I’m willing to pay that price, because I know that it is the price of freedom, and America’s greatness in the world has been fixed to our ability (until the recent death of Steve Jobs) to come up with new ideas (telephones, automobiles, jazz, airplanes, transistors, rock and roll, computers, rocket ships, rap, etc. have all been American led inventions). In my work, I want to bring America back from the artistic abyssal world of Nobody to the world of time, in which Creed can return again and again (and even again, if necessary) from the static and so impossible world of Nobody’s unity to a world in which people have to live their lives one moment in time without convenient refuge in a world of fiction that can never be in fact.

I Come Through

It has taken me years to get to the point where I feel I have a new idea that everyone is unconsciencoiusly aware of of but no one has yet expressed. Because of this this, I expect to be misunderstood by anybody who reads this far (and let’s be serious, nobody will), but my world of temporary fiction also finds its ground in the 1960s, in which Paul McCartney and the Beatles could sing ridiculous fantasies about women who came in through the bathroom windows (not as people are supposed to through doors but who did not have enough sense to know that her version of reality is distorted by an also magical silver spoon (not gold, as it was in Yeats’ poem). This version is by Joe Cocker, because, let’s face it, that guy can sing:

http://www.youtube.com/watch?v=MiXh2gnasw0

When the young woman comes in through the bathroom window, she wanders by her own lagoon (a Spenserian argument if there ever was one) but she, like Redcrosse, is a baby in her own mind, being young enough to still be sucking her thumb and so not old enough to have discarded the silver spoon that covers her ignorance of the way the world actually works. The way the world actually works is through time, as Sunday’s on the phone to Monday, and Tuesday’s on the phone to Wednesday, all the way back to Sunday, when the whole cycle starts all over again (it never gets back to me, as Joyce’s masterpiece Finnegans Wake didn’t either). This reminds my over-trained literary mind of the reference to the omphalos in James Joyce’s other masterpiece, Ulysses in which he imagines the impossible dream of being able to get back to Eden through his mother’s mother’s mother…until he gets back to the historical Eve from whom all women sprang.
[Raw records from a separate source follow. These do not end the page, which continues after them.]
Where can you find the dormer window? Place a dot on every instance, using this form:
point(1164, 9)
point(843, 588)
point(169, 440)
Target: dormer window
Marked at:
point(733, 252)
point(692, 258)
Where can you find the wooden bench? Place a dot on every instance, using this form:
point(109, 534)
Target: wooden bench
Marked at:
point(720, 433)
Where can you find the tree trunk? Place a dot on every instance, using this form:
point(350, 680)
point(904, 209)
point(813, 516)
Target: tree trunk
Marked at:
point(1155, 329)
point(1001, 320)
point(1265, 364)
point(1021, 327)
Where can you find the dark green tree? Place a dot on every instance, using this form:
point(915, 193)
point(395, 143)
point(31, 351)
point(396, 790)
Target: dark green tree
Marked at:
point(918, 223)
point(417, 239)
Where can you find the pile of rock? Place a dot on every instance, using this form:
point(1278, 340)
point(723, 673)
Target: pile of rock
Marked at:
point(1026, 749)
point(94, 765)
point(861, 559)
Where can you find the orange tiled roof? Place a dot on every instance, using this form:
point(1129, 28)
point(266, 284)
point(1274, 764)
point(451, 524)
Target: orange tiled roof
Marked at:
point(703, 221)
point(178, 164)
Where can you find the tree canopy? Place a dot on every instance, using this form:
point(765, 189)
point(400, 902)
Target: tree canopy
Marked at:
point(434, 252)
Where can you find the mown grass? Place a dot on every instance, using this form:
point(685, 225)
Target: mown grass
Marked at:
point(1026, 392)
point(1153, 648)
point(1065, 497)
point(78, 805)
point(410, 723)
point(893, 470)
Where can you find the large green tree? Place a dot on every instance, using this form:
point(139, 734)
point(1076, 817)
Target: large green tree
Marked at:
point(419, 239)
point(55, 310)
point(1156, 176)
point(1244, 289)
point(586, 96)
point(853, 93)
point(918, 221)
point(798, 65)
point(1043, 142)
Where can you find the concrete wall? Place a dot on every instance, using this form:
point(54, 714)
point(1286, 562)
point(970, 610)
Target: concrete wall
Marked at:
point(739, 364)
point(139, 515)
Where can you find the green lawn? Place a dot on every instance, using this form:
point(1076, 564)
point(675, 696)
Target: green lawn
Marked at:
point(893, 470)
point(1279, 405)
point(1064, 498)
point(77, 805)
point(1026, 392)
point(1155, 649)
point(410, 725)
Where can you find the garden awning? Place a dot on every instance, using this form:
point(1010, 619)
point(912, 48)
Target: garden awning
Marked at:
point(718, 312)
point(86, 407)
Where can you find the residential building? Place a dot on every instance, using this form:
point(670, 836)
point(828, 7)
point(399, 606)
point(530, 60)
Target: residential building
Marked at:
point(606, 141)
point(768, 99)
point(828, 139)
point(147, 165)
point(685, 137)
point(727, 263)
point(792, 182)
It doesn’t work; and the reason is quite clear to anyone who has never read a book in their life. It doesn’t work because it is patently ridiculous to believe that unseen things do exist (like imaginary chains that link us back through our mother’s womb to Eve) while seen things (like the beach to which Stephen closes his eyes to in order to imagine such nonsense) do not. But because they have long histories in literary history, those who dedicate their lives to reading frequently think that they indicate a deeper purpose of meaning in the universe and not just nonsense. This is because James Joyce said so, and he was a genius, and geniuses wouldn’t say such things unless there was more than a kernel of truth in what he ways. This is also the reason that the worst offenders in this respect are not the ignorant with their abundant common sense, but airy academics, who believe that what they read in texts must somewhere exist in the real world and cannot be a complete fantasy. Charlie, in the fantasy above, was right when he complains that there is no such thing as a candy mountain. For not believing his senses, he is punished with the loss of a kidney.

I obviously disagree with my academic colleagues and friends, but then who am I do contradict so many great and powerful thinkers?